Cow manure fuels French tractors
A French farmer steps away from his barn and fills up a tractor with fuel made from the manure of his cows, an attempt to put their climate-damaging methane to good use.
Anchored by a stone farmhouse, much has changed on the Guerin family farm in the southern Dordogne region since its founding in 1926.
The cow barn is largely automated, and features two huge, partially buried tanks covered with rounded domes that capture the methane emitted from the cow dung.
A dark green filling station with a pump and bank card payment terminal is connected to the facilities – but it isn’t diesel that comes out of the nozzle.
Instead it is bioNGV – renewable natural gas for vehicles – produced on the farm, a substance that is essentially methane.
Cleaner than diesel, it is also cheaper and now powers all the farm’s cars and a new tractor – the first to run on bioNGV that its manufacturer, the Italian-American firm New Holland, began selling last year.
The farm’s owner, Bertrand Guerin, hopes the truck he uses to collect milk will also soon be filling up at his site.
The 59-year-old is also seeking to attract the visitors to the region from Britain and the Netherlands, where cars that run on natural gas are more common. The filling station is part of a new chain, Biogaz de France, created by an association of farmers producing methane in which Guerin serves as vice president.
Mix and ferment
His concern is that market giants such as Engie and TotalEnergies, which are themselves looking to diversify away from fossil fuels, decide to move into and dominate the market for methane derived from agriculture.
“Let the farmers develop this sector,” Guerin said.
In the vast barn a Montbeliarde cow ambles over to the milking machine.
After giving up several litres of milk – all without any human intervention – she enjoys a spot of massage from a rotating brush.
She calmly steps over the automatic scraper that removes the manure of the farm’s hundred cows from the barn without giving it a thought.
The manure, urine and any hay on the floor is pumped into the domes before any methane is released.
Methane has a much greater climate-warming power than carbon dioxide, and accounts for a huge share of the climate impact from livestock farming.

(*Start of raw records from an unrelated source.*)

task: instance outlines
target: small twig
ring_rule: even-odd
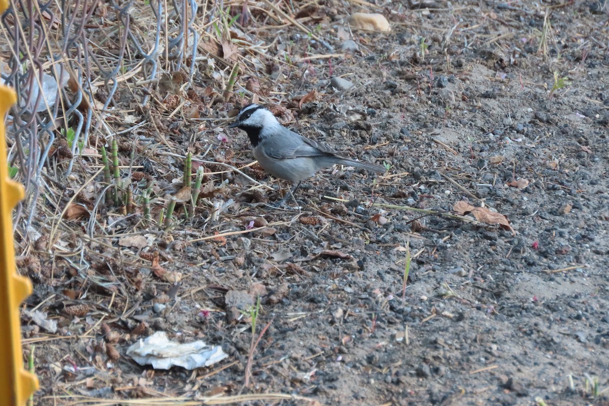
[[[544,269],[542,270],[542,272],[545,272],[546,273],[558,273],[558,272],[566,272],[566,271],[572,271],[574,269],[577,269],[578,268],[588,268],[588,265],[586,264],[582,265],[575,265],[572,267],[567,267],[566,268],[561,268],[560,269]]]

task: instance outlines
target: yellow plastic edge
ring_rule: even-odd
[[[0,13],[7,5],[0,0]],[[0,405],[23,406],[38,388],[38,378],[24,368],[19,306],[32,284],[19,276],[15,264],[13,208],[23,198],[23,186],[9,178],[5,116],[15,92],[0,85]]]

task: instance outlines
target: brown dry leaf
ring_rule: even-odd
[[[336,251],[334,250],[324,250],[319,253],[320,256],[328,256],[328,257],[334,257],[335,258],[340,258],[341,259],[353,259],[353,257],[349,255],[348,254],[345,254],[340,251]]]
[[[203,55],[208,54],[213,57],[222,57],[222,46],[217,40],[212,37],[207,37],[202,39],[199,41],[197,47]]]
[[[207,185],[205,185],[206,186]],[[192,189],[190,186],[184,186],[175,194],[175,201],[177,203],[186,203],[190,201],[191,192]]]
[[[63,218],[66,220],[76,220],[80,217],[88,217],[90,215],[89,211],[82,205],[72,203],[68,206]]]
[[[252,284],[252,285],[250,285],[249,292],[250,294],[255,298],[258,298],[259,296],[266,296],[266,286],[259,282]]]
[[[199,106],[194,104],[189,107],[185,107],[183,110],[184,116],[187,119],[200,118],[201,114],[199,111]]]
[[[491,156],[488,160],[493,165],[498,165],[503,162],[505,159],[505,157],[503,155],[496,155],[495,156]]]
[[[173,272],[167,271],[166,269],[159,265],[158,253],[154,253],[152,258],[152,271],[161,281],[169,282],[169,283],[177,283],[182,279],[181,272]]]
[[[133,247],[142,249],[148,247],[148,240],[144,236],[127,236],[119,239],[118,245],[121,247]]]
[[[213,197],[216,195],[216,186],[214,186],[214,181],[208,182],[203,187],[201,188],[201,192],[199,194],[199,197],[203,198],[209,198],[210,197]]]
[[[82,292],[80,290],[75,290],[74,289],[63,289],[62,293],[72,300],[76,300],[82,295]]]
[[[111,344],[106,345],[106,355],[108,355],[108,358],[113,361],[116,361],[121,357],[121,354]]]
[[[66,307],[63,310],[71,316],[82,317],[89,312],[89,306],[86,304],[74,304]]]
[[[220,245],[227,245],[227,237],[224,236],[219,235],[220,233],[217,231],[214,232],[214,235],[217,236],[214,237],[213,239],[214,241],[217,241]]]
[[[479,222],[487,223],[487,224],[498,224],[500,227],[512,232],[512,235],[516,235],[516,231],[510,225],[510,222],[507,217],[494,211],[491,211],[485,207],[476,207],[472,206],[466,201],[461,200],[455,203],[452,210],[460,215],[465,215],[471,213]]]
[[[336,251],[334,250],[324,250],[319,254],[316,254],[315,255],[309,255],[309,256],[305,257],[304,258],[296,259],[295,260],[294,262],[302,262],[306,261],[312,261],[313,259],[316,259],[321,256],[340,258],[340,259],[349,259],[349,260],[353,259],[353,257],[352,257],[351,256],[349,255],[348,254],[345,254],[344,253],[342,253],[340,251]]]
[[[301,224],[309,226],[316,226],[319,224],[319,219],[314,215],[303,215],[298,218],[298,221]]]
[[[353,28],[370,31],[391,31],[387,18],[382,14],[353,13],[349,17],[349,24]]]
[[[317,98],[317,91],[313,89],[310,92],[303,96],[300,98],[300,100],[298,102],[298,108],[301,109],[303,108],[303,105],[305,103],[311,102]]]
[[[233,44],[231,41],[224,39],[220,40],[220,44],[222,47],[222,57],[224,59],[233,59],[236,61],[236,57],[233,57],[233,55],[236,55],[239,51],[237,46]]]
[[[529,181],[524,178],[521,178],[518,180],[513,180],[511,182],[507,182],[505,184],[512,187],[524,189],[529,186]]]
[[[260,236],[262,237],[270,237],[275,233],[277,232],[276,228],[273,228],[272,227],[267,227],[266,228],[263,228],[260,230]]]
[[[164,73],[161,75],[161,79],[158,80],[159,93],[163,96],[167,93],[178,94],[180,93],[180,88],[188,79],[184,72],[180,71]]]

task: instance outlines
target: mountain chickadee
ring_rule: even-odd
[[[250,104],[242,108],[235,121],[228,126],[229,128],[235,127],[247,133],[254,157],[260,166],[275,177],[296,184],[290,191],[293,199],[294,192],[303,180],[334,164],[356,166],[379,173],[386,171],[382,166],[343,156],[325,144],[288,130],[264,106]]]

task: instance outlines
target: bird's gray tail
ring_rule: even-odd
[[[376,172],[377,173],[384,173],[387,172],[387,169],[384,167],[368,164],[367,162],[362,162],[361,161],[353,161],[353,159],[350,159],[346,158],[340,158],[336,163],[340,164],[342,165],[347,165],[349,166],[355,166],[358,168],[363,168],[366,170],[368,170],[371,172]]]

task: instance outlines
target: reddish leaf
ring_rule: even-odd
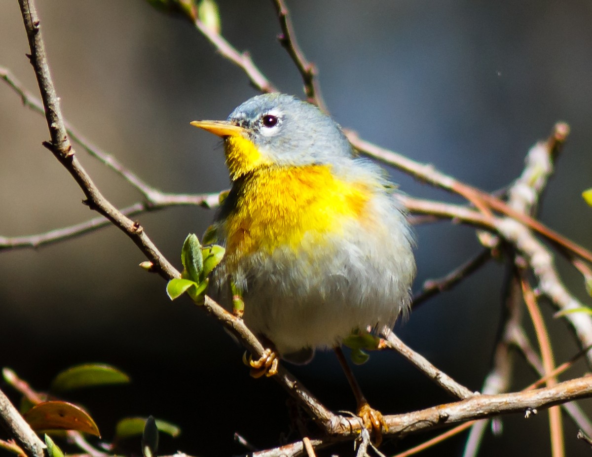
[[[36,405],[23,416],[31,428],[42,430],[75,430],[101,437],[96,424],[81,408],[65,401],[45,401]]]

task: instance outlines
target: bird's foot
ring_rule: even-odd
[[[243,355],[243,362],[251,367],[250,374],[253,378],[260,378],[263,375],[269,377],[277,374],[279,362],[278,355],[269,349],[265,349],[263,355],[257,360],[253,360],[251,355],[247,357],[246,352]]]
[[[382,430],[388,431],[388,427],[382,417],[382,413],[371,407],[368,403],[363,403],[358,409],[358,416],[362,419],[364,428],[371,433],[374,433],[375,445],[380,446],[380,443],[382,442]]]

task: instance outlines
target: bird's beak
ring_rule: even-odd
[[[244,131],[243,127],[231,124],[228,121],[194,121],[191,124],[219,137],[237,136]]]

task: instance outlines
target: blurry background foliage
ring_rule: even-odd
[[[189,122],[224,118],[255,95],[241,70],[217,55],[189,24],[141,0],[38,3],[69,121],[163,190],[227,187],[220,141]],[[271,3],[221,0],[218,6],[229,41],[248,50],[282,91],[301,96],[300,76],[276,40],[279,28]],[[540,217],[590,245],[592,211],[581,197],[592,181],[589,2],[299,0],[289,7],[337,121],[365,139],[433,163],[461,180],[488,191],[507,185],[522,170],[529,147],[546,137],[556,121],[568,122],[572,134]],[[27,52],[17,2],[0,2],[0,65],[37,94]],[[95,215],[80,204],[78,186],[41,147],[48,137],[44,120],[0,85],[3,235],[37,233]],[[112,202],[121,207],[139,199],[123,180],[79,150]],[[411,195],[454,198],[391,173]],[[137,218],[180,268],[185,236],[202,233],[213,216],[188,207]],[[468,227],[441,223],[417,231],[416,289],[478,249]],[[115,399],[108,407],[96,392],[73,395],[106,436],[112,436],[109,427],[123,416],[152,414],[183,430],[174,443],[163,437],[161,452],[178,449],[212,455],[246,452],[233,443],[234,432],[261,448],[275,445],[279,433],[288,432],[281,388],[250,378],[240,362],[242,350],[189,300],[172,304],[165,282],[138,268],[144,259],[117,229],[0,255],[0,365],[40,390],[75,363],[101,361],[123,369],[132,382],[105,388]],[[565,266],[560,259],[561,271]],[[580,278],[568,271],[568,287],[589,304]],[[500,317],[503,276],[503,265],[489,264],[453,291],[422,305],[398,334],[459,382],[480,389]],[[548,317],[549,307],[542,308]],[[549,322],[554,340],[565,323]],[[576,351],[569,339],[555,349],[558,362]],[[353,408],[332,353],[293,371],[329,407]],[[385,413],[448,400],[395,354],[373,355],[355,371],[371,404]],[[514,388],[533,379],[526,368],[519,368]],[[480,455],[509,449],[535,455],[536,446],[548,448],[546,415],[528,422],[507,417],[503,423],[503,436],[488,434]],[[575,435],[566,421],[568,455],[583,449]],[[408,437],[403,448],[425,438]],[[456,438],[424,455],[458,453],[462,443]]]

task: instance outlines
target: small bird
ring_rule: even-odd
[[[413,236],[394,186],[334,121],[289,95],[258,95],[226,121],[191,124],[224,139],[232,186],[203,241],[226,253],[208,293],[227,307],[238,295],[245,324],[269,343],[250,366],[273,375],[278,355],[305,363],[334,348],[378,445],[386,424],[339,346],[408,310]]]
[[[229,307],[237,292],[275,353],[307,363],[408,310],[413,242],[394,186],[329,116],[274,93],[191,124],[223,139],[232,181],[208,230],[226,248],[208,293]]]

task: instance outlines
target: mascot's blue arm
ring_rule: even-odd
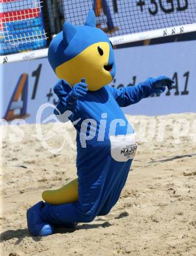
[[[113,94],[117,103],[120,107],[125,107],[135,104],[143,98],[157,93],[161,94],[165,90],[167,83],[162,78],[148,78],[144,82],[140,83],[137,85],[130,86],[123,89],[118,89],[107,86],[108,89]],[[161,78],[161,79],[160,79]],[[172,83],[172,80],[167,77],[167,81]],[[160,84],[159,81],[163,82]],[[165,82],[165,83],[164,83]]]

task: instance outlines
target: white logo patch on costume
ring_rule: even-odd
[[[110,136],[111,156],[117,161],[133,159],[136,154],[137,142],[135,133]]]

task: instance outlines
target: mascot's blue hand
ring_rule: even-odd
[[[88,91],[88,85],[86,83],[84,78],[81,79],[81,82],[76,83],[72,91],[70,93],[70,96],[74,100],[77,100],[78,98],[83,97],[86,95]]]
[[[167,87],[169,90],[172,88],[172,83],[174,81],[169,77],[165,75],[159,76],[157,78],[153,78],[152,81],[152,87],[155,89],[158,89],[163,93],[165,87]]]

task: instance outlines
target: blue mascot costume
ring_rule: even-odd
[[[77,131],[78,179],[76,184],[57,192],[59,201],[53,200],[52,194],[50,201],[46,192],[45,202],[28,209],[28,228],[35,236],[108,213],[118,200],[137,150],[134,130],[120,107],[160,94],[173,83],[161,76],[120,90],[107,85],[116,72],[114,51],[107,35],[96,28],[93,11],[84,26],[64,23],[50,45],[48,60],[61,79],[54,89],[59,98],[54,113],[60,116],[69,110]]]

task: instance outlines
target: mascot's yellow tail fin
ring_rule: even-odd
[[[42,194],[46,202],[51,204],[73,203],[78,200],[78,179],[56,190],[45,190]]]

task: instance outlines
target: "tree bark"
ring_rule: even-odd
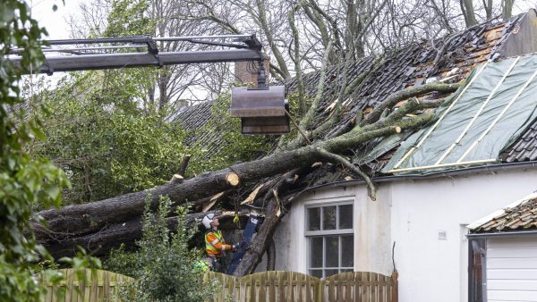
[[[187,224],[194,226],[199,224],[200,220],[209,213],[213,213],[219,217],[221,230],[237,229],[236,223],[233,222],[234,214],[227,214],[222,215],[220,211],[208,213],[196,213],[187,215]],[[243,229],[248,221],[244,214],[239,214],[240,228]],[[174,232],[177,227],[177,217],[166,218],[167,227]],[[48,252],[56,259],[63,256],[72,256],[78,251],[77,247],[83,247],[89,254],[95,256],[107,256],[113,248],[118,248],[122,244],[126,249],[134,248],[136,241],[141,239],[141,218],[136,218],[121,223],[111,224],[102,230],[78,237],[69,237],[65,234],[55,234],[48,232],[49,236],[45,240],[39,240],[40,244],[47,247]],[[199,228],[201,228],[198,225]],[[43,231],[46,231],[43,230]]]
[[[456,88],[456,85],[438,85],[434,86],[436,90]],[[421,93],[429,92],[432,87],[426,86],[425,88],[412,88],[397,93],[393,97],[387,98],[379,106],[391,108],[396,104],[396,100],[413,96],[417,90]],[[285,214],[277,195],[285,195],[301,169],[309,168],[315,162],[326,162],[327,155],[344,154],[373,138],[421,128],[432,119],[432,114],[421,114],[406,119],[403,117],[407,113],[439,105],[438,101],[418,102],[413,98],[388,116],[380,114],[380,117],[376,117],[376,112],[373,111],[371,118],[368,116],[371,123],[355,126],[337,137],[293,150],[274,153],[259,160],[237,164],[220,171],[203,173],[193,179],[173,180],[152,189],[89,204],[72,205],[59,210],[42,211],[38,214],[47,222],[47,228],[39,226],[38,223],[32,223],[31,227],[35,231],[37,239],[56,256],[72,253],[77,245],[102,255],[121,242],[132,245],[141,238],[140,220],[146,202],[150,203],[152,209],[157,209],[160,197],[167,196],[175,206],[184,203],[199,205],[196,201],[202,202],[216,194],[229,192],[231,189],[270,177],[271,180],[267,182],[267,188],[262,189],[265,191],[263,200],[269,201],[267,206],[264,206],[268,213],[267,219],[254,239],[252,247],[246,253],[247,260],[243,261],[235,273],[236,275],[250,273],[260,261],[260,256],[269,245],[272,234]],[[328,156],[328,160],[335,158],[334,156]],[[343,164],[349,164],[345,161]],[[358,168],[353,170],[367,180],[367,175],[361,173]],[[293,180],[289,180],[290,178]],[[374,193],[374,188],[371,191]]]

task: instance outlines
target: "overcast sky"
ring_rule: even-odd
[[[27,0],[31,6],[31,13],[39,24],[48,30],[49,39],[69,38],[69,25],[67,18],[69,15],[76,15],[80,12],[79,5],[84,0]],[[499,0],[495,0],[499,1]],[[86,0],[86,3],[91,0]],[[54,12],[52,6],[57,5]],[[516,0],[513,14],[526,12],[530,7],[536,7],[534,0]]]
[[[58,39],[69,38],[67,18],[69,15],[77,14],[80,12],[79,5],[82,1],[65,0],[65,4],[62,0],[27,0],[27,3],[31,7],[33,18],[48,31],[47,38]],[[52,10],[54,4],[57,5],[55,12]]]

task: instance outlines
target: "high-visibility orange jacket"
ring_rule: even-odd
[[[205,234],[205,250],[209,256],[221,257],[222,252],[231,250],[231,246],[226,244],[220,231],[209,231]]]

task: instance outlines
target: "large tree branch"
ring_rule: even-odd
[[[444,93],[453,92],[453,91],[456,90],[460,85],[461,85],[460,83],[443,84],[443,83],[434,82],[434,83],[422,85],[422,86],[419,86],[416,88],[410,88],[399,90],[396,93],[391,94],[389,96],[388,96],[388,98],[386,100],[384,100],[382,103],[379,104],[373,109],[373,111],[371,113],[369,113],[367,115],[367,117],[365,119],[363,119],[363,121],[362,121],[360,125],[363,126],[363,125],[371,124],[371,123],[377,122],[379,120],[379,118],[380,117],[380,114],[382,114],[382,113],[384,112],[384,110],[386,108],[391,109],[397,103],[404,101],[407,98],[410,98],[413,96],[418,96],[424,95],[424,94],[427,94],[427,93],[430,93],[432,91],[439,91],[439,92],[444,92]]]

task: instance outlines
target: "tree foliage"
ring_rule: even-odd
[[[76,99],[63,88],[44,96],[44,104],[54,109],[44,122],[47,138],[35,144],[32,152],[52,158],[67,172],[72,183],[65,191],[69,204],[163,184],[189,152],[180,127],[156,113],[142,114],[132,100],[99,104],[100,96]]]
[[[46,34],[29,17],[28,6],[20,0],[5,0],[0,6],[0,300],[38,301],[47,288],[43,281],[56,284],[62,276],[42,270],[53,264],[47,250],[37,244],[29,231],[29,221],[39,222],[32,208],[60,206],[61,189],[69,185],[64,172],[45,157],[30,157],[29,144],[43,138],[39,120],[25,119],[24,100],[21,97],[21,74],[42,62],[39,39]],[[21,66],[5,60],[13,47],[23,49]],[[81,255],[64,259],[85,268],[96,259]],[[42,262],[45,261],[45,262]]]
[[[170,234],[166,217],[171,201],[160,198],[157,213],[146,201],[143,215],[143,237],[137,242],[139,249],[114,251],[106,262],[111,271],[136,279],[135,284],[121,290],[125,301],[203,301],[215,292],[215,284],[204,281],[204,272],[196,265],[201,251],[190,249],[189,239],[196,232],[186,224],[186,209],[177,209],[177,232]]]

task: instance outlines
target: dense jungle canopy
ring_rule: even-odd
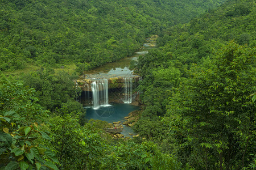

Methane, whether it comes from cow burps or their manure, accounts for almost half of French agriculture’s emissions.
“On all livestock farms we have methane which escapes,” Guerin said.
To reduce the carbon impact, that source of destructive pollution is transformed into a cleaner fuel that allows him to reduce his expenses.
Every day 40 tonnes of organic material – two-thirds manure and one-third food waste – are stuffed into the methane dome where it is fermented at 38 degrees Celsius (100 degrees Fahrenheit).
“We mix it, ferment it. Bacteria break stuff down and CO2 and methane are released,” Guerin said.
Most of the gas produced at the farm is burned to generate electricity that is put onto the power grid and is sufficient for the equivalent of a thousand homes.
Only a fraction is kept to be purified into methane and then compressed for use in vehicles.
What’s left after being digested by the methane dome is used as fertiliser on the farm, allowing for a reduction of synthetic fertilisers made from fossil fuels.
The farm, which includes five associated families and three employees, aims to replace its diesel-burning tractors as soon as possible.
“This is just the beginning of the story,” Guerin said.